What happens if a shareholder dies?
When a shareholder dies the right to his interest in the shares will pass to whoever inherits them under his will or intestacy. The deceased shareholder's rights will be administered by his or her executors (if there is a will) or administrators of the estate if the shareholder has died intestate. (Executors and administrators are collectively known as 'personal representatives'.) The company has to accept evidence of probate of the will or letters of administration to establish the rights of the personal representatives in respect of the shares: CA 2006 sec774. The personal representatives' rights to deal with the shares are subject to the provisions of the company's articles. Nearly all companies have either the Model Articles or the Table A provisions (both set out below) which require the personal representatives to choose either to execute a stock transfer form, transferring the shares to the appropriate person, or to apply by letter to be registered by the company as the shareholder.
This will, however, be subject to any restrictions on transmission in the company's articles. Restrictions on the transfer of shares will generally apply also to transmission on death. Many companies have restrictions on the transfer of shares in their articles, which may allow the directors to refuse registration of the shares, or impose pre-emptive rights, etc.
Planning in advance what should happen to the shares in a private company in the event that one of the shareholders should die is an essential matter that company directors and owners should resolve and have properly documented. It is not something that grieving relatives and co-directors should have to deal with after a death. Many different arrangements are possible, including:
- a prior agreement (perhaps in a shareholders' agreement) that the shares may pass to particular people, such as the shareholder's spouse, children, etc
- pre-emption rights in favour of existing shareholders (or some of them),
- arrangements to buy out the dead shareholder's interest, with valuation arrangements and perhaps time to pay,
- a cross option agreement (a contract between the shareholders for the sale and purchase of a deceased shareholder's shares, and sometimes those of his family members) combined with life insurance policies to provide the money to pay for the shares if the situation arises.

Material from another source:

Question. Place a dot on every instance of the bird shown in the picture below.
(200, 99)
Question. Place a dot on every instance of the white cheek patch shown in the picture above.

The worst possible case is for the situation to be unresolved when a shareholder dies, and especially where there are conflicting provisions in the deceased shareholder's will and the company's articles. Company Law Solutions can provide appropriate provisions for company articles or in a shareholders' agreement to ensure that such problems are resolved before they arise.
Transmission of shares
27. (1) If title to a share passes to a transmittee, the company may only recognise the transmittee as having any title to that share.
(2) A transmittee who produces such evidence of entitlement to shares as the directors may properly require-
(a) may, subject to the articles, choose either to become the holder of those shares or to have them transferred to another person, and
(b) subject to the articles, and pending any transfer of the shares to another person, has the same rights as the holder had.
(3) But transmittees do not have the right to attend or vote at a general meeting, or agree to a proposed written resolution, in respect of shares to which they are entitled, by reason of the holder's death or bankruptcy or otherwise, unless they become the holders of those shares.
Exercise of transmittees' rights
28. (1) Transmittees who wish to become the holders of shares to which they have become entitled must notify the company in writing of that wish.
(2) If the transmittee wishes to have a share transferred to another person, the transmittee must execute an instrument of transfer in respect of it.
(3) Any transfer made or executed under this article is to be treated as if it were made or executed by the person from whom the transmittee has derived rights in respect of the share, and as if the event which gave rise to the transmission had not occurred.
Transmittees bound by prior notices
29. If a notice is given to a shareholder in respect of shares and a transmittee is entitled to those shares, the transmittee is bound by the notice if it was given to the shareholder before the transmittee's name has been entered in the register of members.
Table A provisions:
29: If a member dies the survivor or survivors where he was a joint holder, and his personal representatives where he was a sole holder or the only survivor of joint holders, shall be the only persons recognized by the company as having any title to his interest; but nothing herein contained shall release the estate of a deceased member from any liability in respect of any share which had been jointly held by him.
30: A person becoming entitled to a share in consequence of the death or bankruptcy of a member may, upon such evidence being produced as the directors may properly require, elect either to become the holder of the share or to have some person nominated by him registered as the transferee. If he elects to become the holder he shall give notice to the company to that effect. If he elects to have another person registered he shall execute an instrument of transfer of the share to that person. All the articles relating to the transfer of shares shall apply to the notice or instrument of transfer as if it were an instrument of transfer executed by the member and the death or bankruptcy of the member had not occurred.
31: A person becoming entitled to a share in consequence of the death or bankruptcy of a member shall have the rights to which he would be entitled if he were the holder of the share, except that he shall not, before being registered as the holder of the share, be entitled in respect of it to attend or vote at any meeting of the company or at any separate meeting of the holders of any class of shares in the company.
If the only shareholder/director of a company dies, those entitled to the shares can ask the court to call a general meeting and order that the people entitled to shares can attend and vote as if members of the company. Since the advent of the single member private company, modern articles often make provision for such eventuality.